21st Century Schools – Wie kriegen wir unsere Schule zukunftsfähig?
Schüler*innen, die im 21. Jahrhundert heranwachsen, benötigen andere Kompetenzen als früher, um in einer sich schnell wandelnden Welt selbstbestimmt agieren zu können. Eine solche Erweiterung der zu vermittelnden Grundkompetenzen um die Digitalkompetenzen zeichnet eine 21st Century School aus. Aber wie weit sind wir auf dem Weg zu solchen Schulen? Darum ging es beim Veröffentlichungsevent zur neuen Studie zum digitalen Schulunterricht in den 16 Bundesländern.
Berlin.
Im 21. Jahrhundert sind digitale Technologien im Alltag der Menschen
angekommen. Schüler*innengenerationen wachsen mit dem Internet und den
sich wandelnden Dynamiken digitaler Innovationen auf. Im Alltag
kommunizieren sie über digitale Geräte, kaufen online ein und
konsumieren Medieninhalte über Apps. Digitale Dienste sind wichtige
Zugänge zur gesellschaftlichen Teilhabe geworden. Auch in der
Arbeitswelt ist der Umgang mit digitalen Tools eine grundlegende
Fähigkeit. Beide Aspekte machen es umso wichtiger, die
verantwortungsvolle Nutzung durch Bildung zu fördern. Aber werden die
Schüler*innen des 21. Jahrhundert auf die heutigen und kommenden
Herausforderungen vorbereitet? Sind unsere Schulen wirklich „21st
Century Schools“, die die zu vermittelnden Grundkompetenzen um digitale
Kompetenzen erweitern und sie erfolgreich vermitteln können?

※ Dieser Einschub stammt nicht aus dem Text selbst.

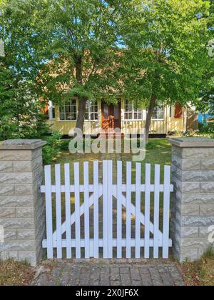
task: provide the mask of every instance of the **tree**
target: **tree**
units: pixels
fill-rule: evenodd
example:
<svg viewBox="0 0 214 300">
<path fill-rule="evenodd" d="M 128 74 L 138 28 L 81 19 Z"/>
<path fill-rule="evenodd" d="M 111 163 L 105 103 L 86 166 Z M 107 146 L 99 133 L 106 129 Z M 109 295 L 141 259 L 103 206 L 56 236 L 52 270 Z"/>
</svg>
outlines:
<svg viewBox="0 0 214 300">
<path fill-rule="evenodd" d="M 115 69 L 119 49 L 116 24 L 120 24 L 121 11 L 130 7 L 126 6 L 129 2 L 4 0 L 8 36 L 13 41 L 16 36 L 16 44 L 22 41 L 25 45 L 19 56 L 24 63 L 21 71 L 32 72 L 39 66 L 36 87 L 46 99 L 60 102 L 66 98 L 64 91 L 67 96 L 76 96 L 76 126 L 81 129 L 87 100 L 103 98 L 116 89 Z M 24 37 L 18 35 L 17 39 L 17 30 L 24 30 Z"/>
<path fill-rule="evenodd" d="M 206 50 L 209 7 L 202 0 L 136 0 L 134 16 L 126 19 L 125 59 L 130 64 L 124 64 L 124 74 L 129 74 L 124 80 L 128 87 L 134 82 L 137 98 L 148 107 L 147 142 L 158 102 L 183 106 L 198 98 L 210 64 Z"/>
<path fill-rule="evenodd" d="M 50 132 L 31 84 L 20 81 L 0 61 L 0 140 L 35 139 Z"/>
</svg>

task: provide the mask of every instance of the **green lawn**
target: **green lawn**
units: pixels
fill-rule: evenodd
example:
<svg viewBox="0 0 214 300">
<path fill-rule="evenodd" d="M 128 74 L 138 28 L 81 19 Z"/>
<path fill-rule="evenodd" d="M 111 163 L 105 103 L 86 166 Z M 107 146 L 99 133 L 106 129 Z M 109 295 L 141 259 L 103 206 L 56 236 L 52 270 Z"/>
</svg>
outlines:
<svg viewBox="0 0 214 300">
<path fill-rule="evenodd" d="M 73 163 L 74 162 L 79 162 L 80 164 L 80 179 L 81 183 L 83 184 L 83 162 L 88 161 L 89 162 L 89 174 L 93 174 L 93 161 L 94 160 L 98 160 L 101 162 L 103 159 L 110 159 L 113 161 L 113 181 L 116 179 L 116 161 L 120 160 L 123 161 L 123 181 L 126 181 L 126 164 L 127 161 L 132 161 L 132 154 L 126 154 L 122 152 L 121 154 L 71 154 L 68 151 L 63 151 L 59 157 L 58 157 L 54 164 L 52 164 L 52 180 L 54 182 L 54 164 L 61 164 L 63 166 L 66 163 L 70 163 L 71 167 L 71 174 L 72 174 L 73 172 Z M 160 164 L 162 166 L 161 168 L 161 181 L 163 181 L 163 166 L 167 164 L 170 165 L 171 163 L 171 147 L 170 144 L 168 143 L 166 139 L 151 139 L 149 141 L 149 144 L 147 146 L 146 149 L 146 159 L 142 163 L 142 183 L 144 181 L 144 169 L 145 169 L 145 164 L 151 164 L 152 166 L 155 164 Z M 101 171 L 102 166 L 100 164 L 100 169 Z M 133 182 L 135 182 L 135 162 L 132 163 L 133 167 Z M 93 178 L 91 176 L 90 177 L 90 183 L 93 183 Z M 62 182 L 64 180 L 64 174 L 63 168 L 61 168 L 61 178 Z M 151 171 L 151 180 L 153 181 L 154 178 L 153 169 L 152 168 Z M 73 176 L 71 176 L 71 183 L 73 183 Z"/>
<path fill-rule="evenodd" d="M 93 160 L 98 160 L 100 164 L 100 181 L 102 180 L 102 164 L 101 161 L 103 159 L 111 159 L 113 160 L 113 181 L 116 182 L 116 161 L 117 160 L 121 160 L 123 161 L 123 181 L 126 183 L 126 161 L 132 161 L 132 154 L 127 154 L 122 153 L 121 154 L 71 154 L 68 151 L 63 151 L 60 157 L 58 157 L 54 164 L 52 164 L 52 184 L 54 184 L 55 182 L 55 176 L 54 176 L 54 164 L 61 164 L 61 184 L 64 182 L 64 174 L 63 174 L 63 164 L 65 163 L 70 163 L 70 169 L 71 169 L 71 183 L 73 184 L 73 162 L 78 161 L 80 163 L 80 181 L 81 184 L 83 183 L 83 164 L 84 161 L 89 161 L 89 179 L 90 183 L 93 183 L 93 176 L 91 174 L 93 174 Z M 160 182 L 163 182 L 163 165 L 165 164 L 170 164 L 171 161 L 171 149 L 170 145 L 167 141 L 166 139 L 152 139 L 149 141 L 149 144 L 148 145 L 146 149 L 146 156 L 145 161 L 142 161 L 142 175 L 141 175 L 141 182 L 142 184 L 144 183 L 145 179 L 145 174 L 144 174 L 144 169 L 145 169 L 145 164 L 146 163 L 151 164 L 152 166 L 156 164 L 161 165 L 161 174 L 160 174 Z M 135 162 L 132 164 L 132 181 L 133 184 L 135 183 Z M 154 178 L 154 168 L 152 167 L 151 171 L 151 182 L 153 182 Z M 151 220 L 153 221 L 153 193 L 151 193 Z M 163 224 L 163 193 L 160 193 L 160 228 L 162 226 Z M 61 201 L 62 201 L 62 219 L 63 221 L 65 220 L 65 199 L 64 194 L 62 194 L 61 195 Z M 81 204 L 83 203 L 83 194 L 81 193 Z M 132 203 L 134 205 L 136 202 L 136 194 L 135 193 L 132 193 Z M 101 214 L 102 214 L 102 199 L 101 199 L 100 201 L 101 207 L 100 211 Z M 141 211 L 144 211 L 144 194 L 141 194 Z M 55 195 L 53 194 L 53 226 L 54 229 L 56 229 L 56 209 L 55 209 Z M 74 207 L 74 194 L 72 193 L 71 194 L 71 211 L 75 210 Z M 91 216 L 93 216 L 93 209 L 91 209 Z M 116 214 L 116 199 L 113 199 L 113 214 Z M 82 219 L 82 218 L 81 218 Z M 126 210 L 123 209 L 123 219 L 124 221 L 124 231 L 126 229 Z M 102 230 L 102 218 L 101 218 L 101 224 L 100 224 L 100 230 Z M 83 218 L 82 220 L 83 222 Z M 133 218 L 133 233 L 134 234 L 135 230 L 135 219 Z M 74 228 L 73 232 L 74 232 Z M 142 234 L 143 234 L 143 228 L 142 228 Z M 83 235 L 83 231 L 82 233 Z M 91 226 L 91 234 L 93 234 L 93 226 Z"/>
</svg>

Mit diesen Fragen beschäftigt sich die neue D21-Studie „21st Century Schools – Lagebild des digitalen Schulunterrichts in den 16 Bundesländern aus Sicht der Eltern“. Die Ergebnisse zeigen: Drei Jahre nach Inkrafttreten des DigitalPakts Schule sehen Eltern in allen 16 Bundesländern Nachholbedarf bei der digitalen Bildungsinfrastruktur, den digitalen Kompetenzen der Lehrkräfte sowie der Leistungsfähigkeit der Schulen, digitale Unterrichtsmethoden wirkungsvoll anzuwenden. Anlässlich der Veröffentlichung dieser neuen Zahlen traf sich das Netzwerk der Initiative D21 in Berlin mit Vertreter*innen von Bund und Ländern sowie Expert*innen aus der Wissenschaft und Praktiker*innen aus den Schulen, um anhand der neuen Erkenntnisse zu diskutieren, wie wir unsere Schulen fit für die digitale Zukunft kriegen. Im Microsoft Atrium in Berlin im Herzen der Hauptstadt standen für die ca. 150 Gäst*innen vor allem Handlungsempfehlungen für die Zukunft im Mittelpunkt.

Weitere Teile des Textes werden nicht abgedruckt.